Dive Brief:
- Wage growth is slowing, according to recent data from Indeed Hiring Lab. The company found that U.S. wages grew 5.3% year over year in May 2023, a notable decline from a peak of 9.3% in January 2022.
- Low-wage sectors are leading the slowdown, Indeed found. After lower wages grew much more rapidly than wages in medium- and high-wage sectors for years, pay growth in industries like food service and retail has slowed more than others. “The much-celebrated compression of wage inequality of the past two years seems to be ending,” Nick Bunker, Indeed Hiring Lab’s economic research director for North America, wrote in a post on the findings.
- While current wage growth is still elevated compared to pre-pandemic levels, if current trends continue apace, Bunker predicted a return to the average pre-pandemic wage growth pace of 3.1% sometime between November 2023 and January 2024. “After more than two years of exuberance, wage growth is calming down,” he wrote.
Dive Insight:
As the war for talent has raged over the past few years, wage growth has been a boon for job seekers — particularly those in low-wage industries that had seen stagnant wages for years.
In February 2022, for example, Target announced a starting minimum wage range from $15 to $24 — a significant jump from an $11 minimum wage, paid as recently as 2017. While the company previously planned an incremental move to $15 per hour, Target rolled out the expansion to $24 per hour for certain starting positions to position itself “as a wage leader in every market where it operates,” a press release from the company said.
Similarly, in January, Walmart raised its hourly pay to a range of $14 to $19 per hour, up from $12 to $18. In a memo, John Furner, Walmart president and CEO, attributed the raises to a desire to ensure the company has “attractive pay in the markets we operate,” suggesting rising salaries at competitors like Target have spurred overall wage growth for workers.
As Bunker noted, however, that unprecedented growth may be coming to an end.
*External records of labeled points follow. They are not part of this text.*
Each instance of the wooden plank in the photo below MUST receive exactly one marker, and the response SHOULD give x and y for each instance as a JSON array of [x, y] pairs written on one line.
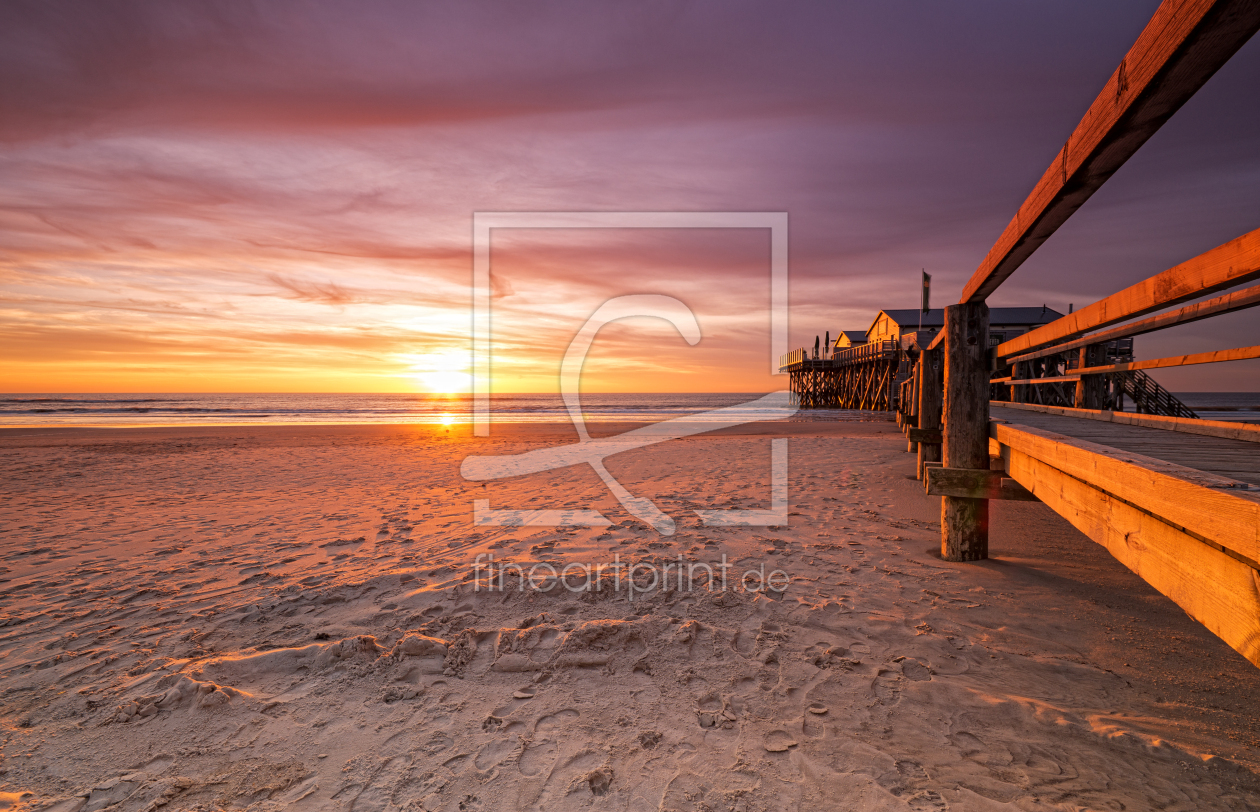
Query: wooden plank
[[1216, 508], [1182, 46], [1240, 353], [1214, 588], [1066, 378], [1227, 430], [965, 436], [1229, 303], [974, 483], [1225, 266]]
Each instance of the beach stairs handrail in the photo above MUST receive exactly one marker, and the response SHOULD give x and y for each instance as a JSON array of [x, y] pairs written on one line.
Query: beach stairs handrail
[[1149, 397]]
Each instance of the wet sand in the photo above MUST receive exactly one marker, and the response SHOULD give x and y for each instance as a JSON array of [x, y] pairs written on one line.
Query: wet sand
[[285, 618]]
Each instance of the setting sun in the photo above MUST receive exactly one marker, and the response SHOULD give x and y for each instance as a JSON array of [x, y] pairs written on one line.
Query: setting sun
[[441, 372]]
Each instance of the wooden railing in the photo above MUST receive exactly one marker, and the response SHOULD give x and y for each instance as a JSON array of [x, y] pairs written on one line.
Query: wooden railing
[[794, 357], [1173, 526]]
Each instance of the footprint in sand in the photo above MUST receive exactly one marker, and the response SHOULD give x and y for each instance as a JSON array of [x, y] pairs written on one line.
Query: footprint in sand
[[537, 758], [553, 721], [495, 753], [778, 742]]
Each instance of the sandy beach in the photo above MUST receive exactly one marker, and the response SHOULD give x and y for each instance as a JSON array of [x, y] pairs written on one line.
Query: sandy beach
[[286, 618]]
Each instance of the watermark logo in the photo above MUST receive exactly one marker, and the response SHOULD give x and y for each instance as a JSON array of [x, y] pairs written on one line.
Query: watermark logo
[[638, 579], [592, 452]]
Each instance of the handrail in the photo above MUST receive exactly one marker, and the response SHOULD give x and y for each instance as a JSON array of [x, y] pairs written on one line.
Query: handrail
[[1182, 46], [1230, 303], [1232, 264]]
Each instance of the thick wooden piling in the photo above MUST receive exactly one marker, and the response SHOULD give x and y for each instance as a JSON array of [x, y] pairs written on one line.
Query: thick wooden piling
[[929, 405], [964, 521]]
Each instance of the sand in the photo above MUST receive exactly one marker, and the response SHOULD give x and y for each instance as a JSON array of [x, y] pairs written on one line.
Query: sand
[[284, 618]]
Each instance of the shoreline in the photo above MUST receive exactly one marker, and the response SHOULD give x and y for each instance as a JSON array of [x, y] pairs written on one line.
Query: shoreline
[[261, 615]]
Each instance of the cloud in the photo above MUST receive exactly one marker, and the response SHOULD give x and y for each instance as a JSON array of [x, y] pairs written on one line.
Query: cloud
[[328, 293]]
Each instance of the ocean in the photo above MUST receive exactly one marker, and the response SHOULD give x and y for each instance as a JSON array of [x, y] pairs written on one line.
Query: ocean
[[221, 409]]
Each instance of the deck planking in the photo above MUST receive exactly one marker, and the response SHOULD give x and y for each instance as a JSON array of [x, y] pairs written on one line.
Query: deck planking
[[1236, 459]]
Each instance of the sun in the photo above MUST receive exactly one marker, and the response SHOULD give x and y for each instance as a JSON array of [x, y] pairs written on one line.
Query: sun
[[442, 372]]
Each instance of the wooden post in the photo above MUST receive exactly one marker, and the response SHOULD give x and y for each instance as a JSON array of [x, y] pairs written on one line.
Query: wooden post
[[929, 405], [1089, 388], [965, 522]]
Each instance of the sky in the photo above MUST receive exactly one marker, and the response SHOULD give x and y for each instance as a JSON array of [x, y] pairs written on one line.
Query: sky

While that news may be discouraging for job seekers, Bunker points out that slowing wage growth may be key to controlling inflation.
Christopher Waller, a member of the Federal Reserve’s Board of Governors, talked about the connection between wage growth and inflation during a February speech at the Arkansas State University Agribusiness Conference.
“For employers, the very strong labor market makes it hard to find and retain workers. One effect of this tightness is seen in wages and other compensation, which ultimately show up in the prices that consumers pay for goods and services,” Waller said. “For example, last year the Employment Cost Index, which tracks movements in labor costs, including both wages and benefits, increased over 5 percent, the highest rate since 1984. We want to see wages grow but at a pace that is consistent with our goal of stable prices.”